Since 2000 New Zealand started to lose ground rapidly. High export commodity prices kept things buoyant for a time, but the Labour Government's student agendas have taken the shine off the economy. Pushing up the top rate of income tax in 2000 was meant to affect only 4% of taxpayers; it now impinges on 12%. In 2001 the government repealed the Employment Contracts Act 1991, and reintroduced national awards and other old-style labour practices. Holidays at the employers' expense have been expanded, and sick leave is now being abused. The Resource Management Act's complex planning requirements have not been simplified, while the Kyoto Protocol was embraced with insufficient thought. Most sinister of all has been Labour's rush to re-regulate several key sectors of the economy, especially telecommunications and electricity. Confiscation without payment of the privately-owned Telecom NZ's bundled phone wires passes a frightening message to any would-be overseas investor. Not surprisingly, New Zealand's superior economic performance is past history. Another 8,000 more bureaucrats since 1999 are testament to this ministry's long discredited obsession with the belief that governments can do more for people than they can do for themselves.
I was recently in Australia for ten days. There are faint signs the Australian economy is slowing. They are staring at 3% growth this year and 10% over three years. We will be lucky to get 1% this year after a couple of contracting quarters, and it will require divine intervention to reach Michael Cullen's forecast 7% over three years.
So the gap in living standards that was about 20% in Australia's favour in 1999 is now 33%, and will soon top 40%. Instead of being Australia's rich friend, New Zealand has become its poor country cousin. Our brightest are choosing one-way tickets to Australia. Does it matter? Not as much as it once did. Our economies since NAFTA in 1965 and CER in 1983 have entwined themselves to an extraordinary extent. Individual Kiwis with spare cash now invest in Australia. Some Australians take advantage of our lower wage structure to manufacture here, creating jobs.
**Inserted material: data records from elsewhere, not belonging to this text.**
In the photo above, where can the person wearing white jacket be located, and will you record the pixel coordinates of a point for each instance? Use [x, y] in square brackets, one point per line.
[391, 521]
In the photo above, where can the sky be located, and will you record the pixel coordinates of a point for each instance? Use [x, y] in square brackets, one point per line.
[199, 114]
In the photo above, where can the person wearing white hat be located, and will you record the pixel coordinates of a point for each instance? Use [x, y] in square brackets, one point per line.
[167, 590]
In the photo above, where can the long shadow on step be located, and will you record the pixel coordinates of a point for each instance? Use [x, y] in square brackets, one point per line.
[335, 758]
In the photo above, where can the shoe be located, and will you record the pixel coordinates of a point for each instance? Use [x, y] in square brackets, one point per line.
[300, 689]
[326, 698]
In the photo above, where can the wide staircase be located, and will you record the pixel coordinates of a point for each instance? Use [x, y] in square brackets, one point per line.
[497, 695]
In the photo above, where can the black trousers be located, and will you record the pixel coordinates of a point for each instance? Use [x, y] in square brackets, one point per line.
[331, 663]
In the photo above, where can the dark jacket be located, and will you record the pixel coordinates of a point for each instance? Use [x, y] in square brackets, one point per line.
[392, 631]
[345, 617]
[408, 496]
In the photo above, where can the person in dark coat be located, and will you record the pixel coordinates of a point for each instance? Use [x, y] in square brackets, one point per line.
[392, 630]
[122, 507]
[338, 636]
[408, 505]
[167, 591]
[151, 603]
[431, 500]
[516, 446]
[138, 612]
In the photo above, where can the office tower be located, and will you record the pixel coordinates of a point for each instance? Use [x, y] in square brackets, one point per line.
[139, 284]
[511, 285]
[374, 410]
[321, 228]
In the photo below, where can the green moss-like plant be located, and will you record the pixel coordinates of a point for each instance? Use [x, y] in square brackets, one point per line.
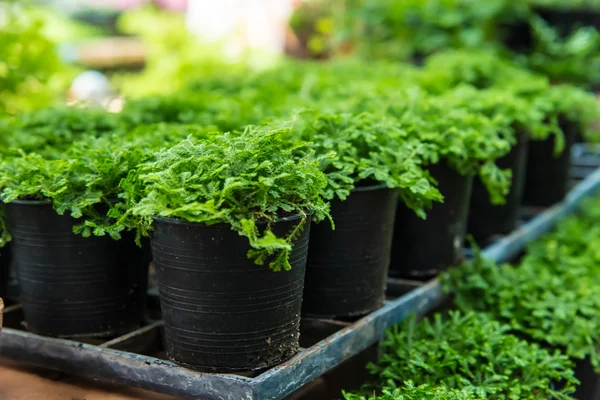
[368, 149]
[50, 131]
[241, 179]
[472, 353]
[411, 392]
[551, 296]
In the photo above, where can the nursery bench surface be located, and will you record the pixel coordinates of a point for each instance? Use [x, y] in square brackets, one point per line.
[138, 360]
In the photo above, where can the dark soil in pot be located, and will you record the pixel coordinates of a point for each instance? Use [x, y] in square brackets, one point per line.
[547, 176]
[487, 219]
[347, 267]
[72, 286]
[222, 312]
[423, 248]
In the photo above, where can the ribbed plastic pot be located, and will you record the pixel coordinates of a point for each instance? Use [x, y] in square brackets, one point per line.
[487, 219]
[547, 176]
[71, 286]
[347, 267]
[4, 269]
[223, 313]
[423, 248]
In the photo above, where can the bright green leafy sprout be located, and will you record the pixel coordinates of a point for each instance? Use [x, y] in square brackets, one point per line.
[411, 392]
[551, 296]
[242, 179]
[472, 353]
[369, 149]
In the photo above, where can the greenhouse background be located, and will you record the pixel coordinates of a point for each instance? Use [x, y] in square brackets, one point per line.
[300, 199]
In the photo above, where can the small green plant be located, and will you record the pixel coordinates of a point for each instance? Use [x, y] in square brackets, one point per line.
[369, 149]
[468, 141]
[411, 392]
[243, 179]
[551, 297]
[84, 182]
[50, 131]
[473, 354]
[526, 101]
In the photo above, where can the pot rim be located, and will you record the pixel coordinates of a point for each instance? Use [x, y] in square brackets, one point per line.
[369, 188]
[181, 221]
[29, 202]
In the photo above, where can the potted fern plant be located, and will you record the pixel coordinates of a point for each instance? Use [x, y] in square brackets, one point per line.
[551, 118]
[573, 111]
[375, 162]
[214, 208]
[75, 277]
[467, 356]
[462, 143]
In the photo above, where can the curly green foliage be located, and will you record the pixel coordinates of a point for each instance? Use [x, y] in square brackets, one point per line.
[551, 297]
[50, 131]
[468, 141]
[84, 183]
[369, 149]
[473, 353]
[411, 392]
[507, 91]
[244, 179]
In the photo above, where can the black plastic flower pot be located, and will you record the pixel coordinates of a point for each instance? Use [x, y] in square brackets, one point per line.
[423, 248]
[223, 313]
[347, 267]
[4, 270]
[71, 286]
[547, 176]
[487, 219]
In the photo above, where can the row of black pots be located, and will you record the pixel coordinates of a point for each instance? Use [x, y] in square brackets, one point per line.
[421, 249]
[222, 312]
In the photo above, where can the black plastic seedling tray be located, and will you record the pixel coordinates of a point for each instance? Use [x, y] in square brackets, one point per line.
[138, 358]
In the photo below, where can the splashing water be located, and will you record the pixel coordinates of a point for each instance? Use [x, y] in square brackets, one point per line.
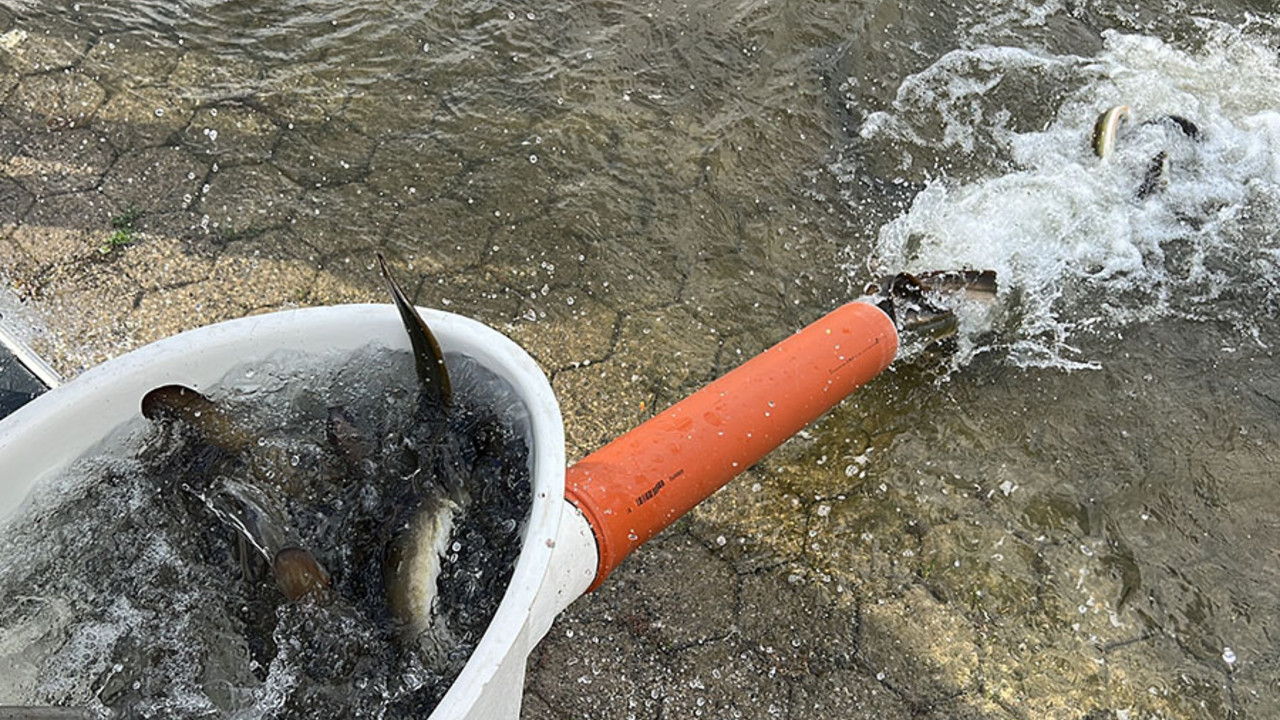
[1075, 247]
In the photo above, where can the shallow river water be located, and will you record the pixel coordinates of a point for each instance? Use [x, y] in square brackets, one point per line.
[1088, 483]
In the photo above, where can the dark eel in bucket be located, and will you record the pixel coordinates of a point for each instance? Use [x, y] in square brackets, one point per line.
[247, 510]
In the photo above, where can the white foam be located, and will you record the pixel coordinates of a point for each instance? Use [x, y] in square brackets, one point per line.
[1073, 245]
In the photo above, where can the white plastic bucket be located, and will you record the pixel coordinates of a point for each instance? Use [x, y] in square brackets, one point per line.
[558, 557]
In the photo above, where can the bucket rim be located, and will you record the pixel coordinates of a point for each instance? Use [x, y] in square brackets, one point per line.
[35, 442]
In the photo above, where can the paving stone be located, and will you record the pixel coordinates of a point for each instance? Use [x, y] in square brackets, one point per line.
[676, 593]
[732, 291]
[18, 270]
[8, 81]
[65, 228]
[752, 523]
[324, 154]
[414, 100]
[631, 274]
[846, 693]
[40, 51]
[976, 707]
[562, 336]
[476, 295]
[510, 187]
[988, 572]
[14, 203]
[311, 96]
[50, 163]
[159, 180]
[144, 117]
[723, 679]
[58, 100]
[90, 300]
[442, 233]
[209, 80]
[129, 60]
[1256, 688]
[535, 254]
[346, 220]
[414, 168]
[280, 244]
[1046, 674]
[534, 707]
[250, 197]
[586, 669]
[924, 651]
[161, 260]
[163, 313]
[261, 283]
[187, 228]
[800, 630]
[1087, 587]
[863, 537]
[599, 399]
[232, 135]
[1160, 680]
[668, 349]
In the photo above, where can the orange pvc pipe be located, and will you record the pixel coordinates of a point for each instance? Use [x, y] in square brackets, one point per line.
[644, 481]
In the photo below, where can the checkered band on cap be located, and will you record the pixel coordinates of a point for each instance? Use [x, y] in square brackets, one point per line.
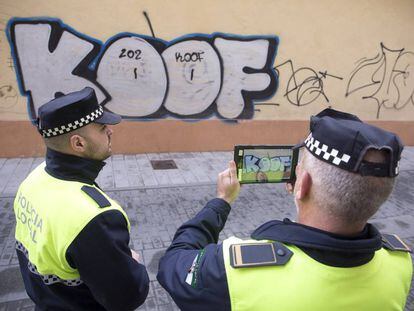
[66, 128]
[324, 151]
[48, 279]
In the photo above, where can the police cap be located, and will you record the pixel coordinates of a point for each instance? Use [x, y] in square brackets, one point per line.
[72, 111]
[342, 139]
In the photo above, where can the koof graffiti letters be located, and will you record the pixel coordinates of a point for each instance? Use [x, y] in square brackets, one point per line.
[136, 76]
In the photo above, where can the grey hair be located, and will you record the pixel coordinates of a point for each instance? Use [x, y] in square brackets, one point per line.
[347, 196]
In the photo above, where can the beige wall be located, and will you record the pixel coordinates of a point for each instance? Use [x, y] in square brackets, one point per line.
[354, 42]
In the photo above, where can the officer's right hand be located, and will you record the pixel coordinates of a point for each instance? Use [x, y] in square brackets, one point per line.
[228, 186]
[135, 255]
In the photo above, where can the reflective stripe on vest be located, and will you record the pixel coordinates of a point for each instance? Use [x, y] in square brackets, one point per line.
[50, 213]
[305, 284]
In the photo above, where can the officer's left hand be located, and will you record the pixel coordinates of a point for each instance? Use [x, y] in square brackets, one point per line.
[228, 186]
[135, 255]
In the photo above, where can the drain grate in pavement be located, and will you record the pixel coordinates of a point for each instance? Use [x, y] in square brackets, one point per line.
[163, 164]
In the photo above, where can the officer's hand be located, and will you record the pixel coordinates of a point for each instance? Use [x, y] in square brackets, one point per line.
[135, 255]
[290, 187]
[228, 186]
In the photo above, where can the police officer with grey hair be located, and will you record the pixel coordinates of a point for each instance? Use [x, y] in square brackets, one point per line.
[72, 238]
[331, 258]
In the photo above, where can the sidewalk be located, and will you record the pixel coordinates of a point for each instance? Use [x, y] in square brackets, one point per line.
[158, 201]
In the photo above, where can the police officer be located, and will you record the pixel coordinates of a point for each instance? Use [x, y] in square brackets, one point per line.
[71, 238]
[330, 259]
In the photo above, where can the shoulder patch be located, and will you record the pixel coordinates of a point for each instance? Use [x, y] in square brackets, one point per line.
[98, 197]
[394, 243]
[247, 255]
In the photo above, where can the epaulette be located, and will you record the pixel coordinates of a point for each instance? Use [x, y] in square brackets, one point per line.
[247, 255]
[98, 197]
[394, 243]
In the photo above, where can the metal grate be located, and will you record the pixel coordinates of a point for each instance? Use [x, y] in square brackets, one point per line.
[163, 164]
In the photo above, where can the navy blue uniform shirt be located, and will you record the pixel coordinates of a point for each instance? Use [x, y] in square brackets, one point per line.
[112, 279]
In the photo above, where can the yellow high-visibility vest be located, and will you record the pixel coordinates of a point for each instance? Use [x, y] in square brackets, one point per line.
[303, 284]
[50, 213]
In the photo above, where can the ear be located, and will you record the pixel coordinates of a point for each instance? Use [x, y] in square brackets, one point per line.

Our best performing companies have either placed a foot in Australia or have some Aussie liaison. Banking has developed a high degree of symbiosis. Such deals, however, keep being negotiated from a position of New Zealand weakness.
Far from leading the closer relationship, Helen Clark's Labour government bobs along behind like a cork in search of a safe haven. Treasurer Michael Cullen invites those who think New Zealand can do better to emigrate. Which too many talents have been doing for too long. The internationalist Labour Prime Minister Peter Fraser's brave new New Zealand of the 1930s is becoming an irrelevant Australian off-shore appendage in the hands of smug people who have the nerve to claim they are his political descendants.